Ginny takes one look at the stairs, one look at the luggage, and opts to go with us, after all there must surely be an elevator somewhere. But no, instead we head for the very end of the train platform where the Frenchman proceeds to push me across the tracks, clutching my crutches in my arms like a shield. Just the thing to fend off a high speed TVG train that I'm convinced is going to come racing around the corner at any minute.
"Stop" I yell, "Help", as images flash through my mind of my much loved and carefully cared for body parts splattering from one end of the station to the other. I look over and see poor Ginny, loaded down like an Mongolian packer crossing the Himalayas following the best she can, bent over under the load, bags and suitcases swaying to and fro. 
Finally settled on the train I ask the Italian conductor to arrange for a wheel chair when we get to Milan. "No problem," he says, "I'm getting off in Genoa so when the next conductor comes on, just remind him.". 

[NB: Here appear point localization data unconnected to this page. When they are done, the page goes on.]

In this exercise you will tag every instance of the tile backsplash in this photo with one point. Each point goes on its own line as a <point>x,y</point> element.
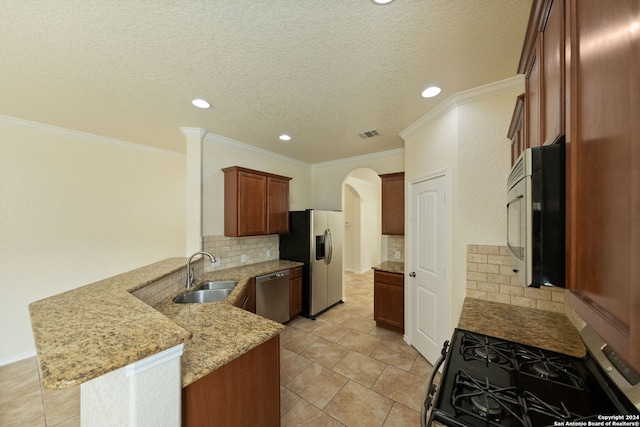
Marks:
<point>231,249</point>
<point>490,277</point>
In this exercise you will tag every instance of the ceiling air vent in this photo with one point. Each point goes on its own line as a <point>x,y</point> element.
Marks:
<point>369,134</point>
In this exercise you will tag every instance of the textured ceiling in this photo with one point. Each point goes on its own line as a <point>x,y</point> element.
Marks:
<point>322,71</point>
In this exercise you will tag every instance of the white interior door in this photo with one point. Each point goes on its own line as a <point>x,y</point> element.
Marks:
<point>429,235</point>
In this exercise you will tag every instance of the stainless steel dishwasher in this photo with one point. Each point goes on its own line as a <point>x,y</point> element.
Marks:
<point>272,296</point>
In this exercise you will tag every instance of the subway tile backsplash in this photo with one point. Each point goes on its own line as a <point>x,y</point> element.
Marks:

When we arrive in Genoa and the new conductor comes on, I do.
"Signora, Signora, Signora," he clucks. "It is all taken care of." 
Fifteen minutes later he’s  back. "My colleagues in Milan want to know your name."
"My name? Are they afraid they won't recognize the person with the bright green cast on her leg carrying crutches as the one who needs a wheel chair?"
"Don't ask," he says.
I give him my Italian Identity Card and he reads my name into his cell phone. “Thank goodness you have an Italian name,” he says, “if you were German or Swedish they would have hung up on me.”
Once home, I'm stir crazy before the door closes behind me. Ginny was leaving soon to go back to the States so she spends the next couple of days running back and forth to the grocery store stocking my cupboard with stuff like tuna fish, pasta, frozen veggies and water. 
"That's what Nonna did during the War,” I tell her. "Stock up on stuff”.
Banal conversation. What I really want to know is if the lust of my life, the dairy department stocker at the GS grocery store is cheating on me and staring at her like he stares at me.  I finally get up the nerve to ask.
"I don't think so," she says. "Nobody stared at me."
Good thing, I thought, because she's a lot cuter than I am.
On my own after Ginny leaves, I rent a wheel chair. The elevator in the apartment building is a tiny little thing, so I have to shoehorn the wheel chair into it, and then squeeze my self in as well. But that turns out to be the least of my problems. Once on the street I can't get the chair to go straight. It wants to veer to the right. And while my street has wheel chair access, motorists use them as access driveways to park on the sidewalk so they are crumbled and broken up, which means that once I get the chair down into the street, I  can't get back up to the sidewalk. It is a nightmare. 
 The cast is making me crazy. I hate it with all my heart. I am afraid to go to sleep at night for fear it is cutting off my circulation and a blood clot is forming and speeding straight for my brain and I am convinced I am going to wake up dead. I decide to call Francesco, an orthopedic surgeon I know, and ask if he would please come over and take a look at the x-rays and take the cast off, for surely it is not an absolute necessity.
He comes over that same night. The cast has to stay.
How long, I want to know.
Six weeks.
Six weeks! No relief from this hot itchy thing until October? It’s inhumane. It’s excessive cruelty. It’s against every international law on the books, it’s even against the Geneva Convention I whine.
"Phyllis, Phyllis, Phyllis, you are the worst patient I have ever met," he says shaking his head as he walks out the door. 
In the end, an exhausted Ginny was happy to get home and I managed to survive. Since then Ginny and I have gone on to many other adventures, like the time we almost got washed overboard on a boat trip to the Cinque Terre. But never mind, that's another story for another day. Besides, from the conversation we had yesterday, I have a feeling there are more adventures in our future, and I for one can't wait.